E assim, no início de cada capítulo, cada uma dessas receitas para a vida transportava-me para a minha infância e para as tardes passadas com a minha avó. Quando o tempo estava bom, a minha avó esperava-me na soleira da porta, vendo a vida passar e contemplando os gerânios que adornavam a varanda caiada de branco. No Outono, íamos para o campo recolher lenha para a lareira ou apanhar bolotas e, no Inverno, ali ficávamos junto ao fogo onde na panela de barro coazinhavam lentamente as couves com um bocado de chouriço e carne de porco. Às vezes, a minha avó atiçava o fogo e espavalha umas quantas brasas no centro das quais assava umas castanhas ou umas bolotas. E ali, sentadas nas velhas cadeiras de bunho, iluminadas pelas labaredas, conversámos horas a fio, sem que houvesse uma televisão que nos roubasse a atenção ou um telefone que nos interrompesse. Éramos apenas nós e o crepitar da lenha como ruído de fundo. E a minha avó contava-me então, histórias do outro tempo. Desse tempo em que os habitantes da nossa minúscula aldeia tinham tão pouco.
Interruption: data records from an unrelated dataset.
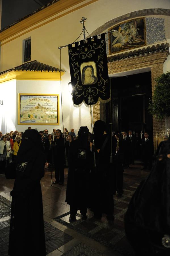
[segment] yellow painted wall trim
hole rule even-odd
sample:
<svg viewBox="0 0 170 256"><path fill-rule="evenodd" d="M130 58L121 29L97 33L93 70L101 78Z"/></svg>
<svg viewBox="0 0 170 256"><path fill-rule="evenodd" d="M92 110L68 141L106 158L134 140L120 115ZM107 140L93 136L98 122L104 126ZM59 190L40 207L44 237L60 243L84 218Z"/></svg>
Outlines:
<svg viewBox="0 0 170 256"><path fill-rule="evenodd" d="M85 0L72 0L70 1L70 0L62 0L62 1L57 2L1 32L0 33L0 42L2 42L11 37L14 36L18 33L21 33L26 30L28 29L32 26L45 20L54 15L84 2L84 1ZM98 1L98 0L91 0L89 2L70 10L52 19L45 21L44 22L35 26L30 29L26 30L24 33L11 38L8 41L1 43L1 46L31 31Z"/></svg>
<svg viewBox="0 0 170 256"><path fill-rule="evenodd" d="M62 76L64 73L64 72L62 72L61 76ZM12 79L60 81L60 72L59 71L57 72L41 72L13 70L0 76L0 83Z"/></svg>

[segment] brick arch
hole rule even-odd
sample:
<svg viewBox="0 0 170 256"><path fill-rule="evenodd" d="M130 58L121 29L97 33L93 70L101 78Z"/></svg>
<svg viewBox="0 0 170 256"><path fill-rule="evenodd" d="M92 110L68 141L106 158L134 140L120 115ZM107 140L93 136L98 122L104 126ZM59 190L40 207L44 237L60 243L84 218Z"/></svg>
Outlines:
<svg viewBox="0 0 170 256"><path fill-rule="evenodd" d="M167 50L163 52L151 53L145 55L112 61L111 65L110 62L108 64L109 75L110 75L111 71L112 74L113 74L149 68L151 70L152 94L153 95L156 85L155 79L163 73L163 63L167 59L168 55L169 54L169 51ZM94 106L93 108L94 120L99 119L100 117L100 119L105 121L104 120L105 115L104 114L104 107L103 105L99 104ZM164 119L160 121L153 117L153 122L154 147L155 149L156 133L158 133L158 142L159 143L162 140L162 131L165 131L167 128L165 127L165 121Z"/></svg>
<svg viewBox="0 0 170 256"><path fill-rule="evenodd" d="M96 35L98 35L108 28L126 20L141 16L143 17L153 15L170 16L170 9L161 8L145 9L129 13L106 22L91 33L91 36L93 36Z"/></svg>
Criavam um porco e algumas galinhas, cultivavam os legumes na horta e amassavam e coziam o próprio pão. Apenas iam à vila muito ocasionalmente, envergando as suas melhores roupas de Domingo. Desse tempo em que a minha avó, em vão, vagueou atrás de médicos e curandeiros que devolvessem à sua filha a saúde que lhe fora tão cedo roubada.

A minha avó Teresa não me ensinou a cozinhar, nem tão pouco a costurar ou tricotar, tarefas que couberam à minha avó Eugénia. Mas, ensinou-me as mais precisosas lições de vida que sempre guardarei na memória e no coração. O que a minha avó me ensinou foram receitas para a vida. Ensinou-me a linguagem do amor e mostrou-me, sem ter de fazer uso das palavras, o que é a generosidade, o perdão e a tolerância.

Não pensem que a admiração imensurável que nutro pela minha avó Teresa reside no facto da sua vida ter sido pautada por perdas, por dor e por sofrimento, nem tão pouco reside no facto de a considerar alguma espécie de heroína que protagonizou tais tragédias com destemida coragem ou audaz bravura. Nada disso. Os dramas que a vida reservou à minha avó foram concerteza os mesmos que acometeram tantas outras pessoas, sobretudo nesse outro tempo tão díficil onde o trabalho, o dinheiro e a assistência médica eram bens tão raros e tão longíquos para as gentes da nossa terra. E a forma como lidou com eles foi exactamente a mesma utilizada por todas essas pessoas: com lágrimas, tristeza e sem muitas vezes conseguir encontrar na vida algo que lhe devolvesse a vontade de sorrir, de viver...

A admiração que nutro pela minha avó tem a ver apenas, com o facto de nunca, nem uma vez a ter visto impacientar-se comigo por mais travessa que eu me mostrasse, nem uma única vez a ter ouvido proferir alguma palavra marcada por rancor dirigida a quem quer que fosse que a tivesse ofendido ou magoado, nem uma única vez ter presenciado da sua parte algum julgamento a quem quer que pudesse eventualmente ter falhado ou agido de forma errada.
A admiração que dedico à minha avó Teresa e que faz dela o ser humano mais maravilhoso que alguma vez conheci, tem tão simplesmente a ver com o fato de nenhuma perda, por mais terrível que fosse, nenhuma doença por mais que molestasse, nenhuma ofensa por mais mordaz que se anunciasse, lhe terem alguma vez endurecido o coração e lhe terem alguma vez abalado a sua inesgotável capacidade para amar, perdoar, dar e partilhar, com quem quer que precisasse, o pouco que ela tivesse.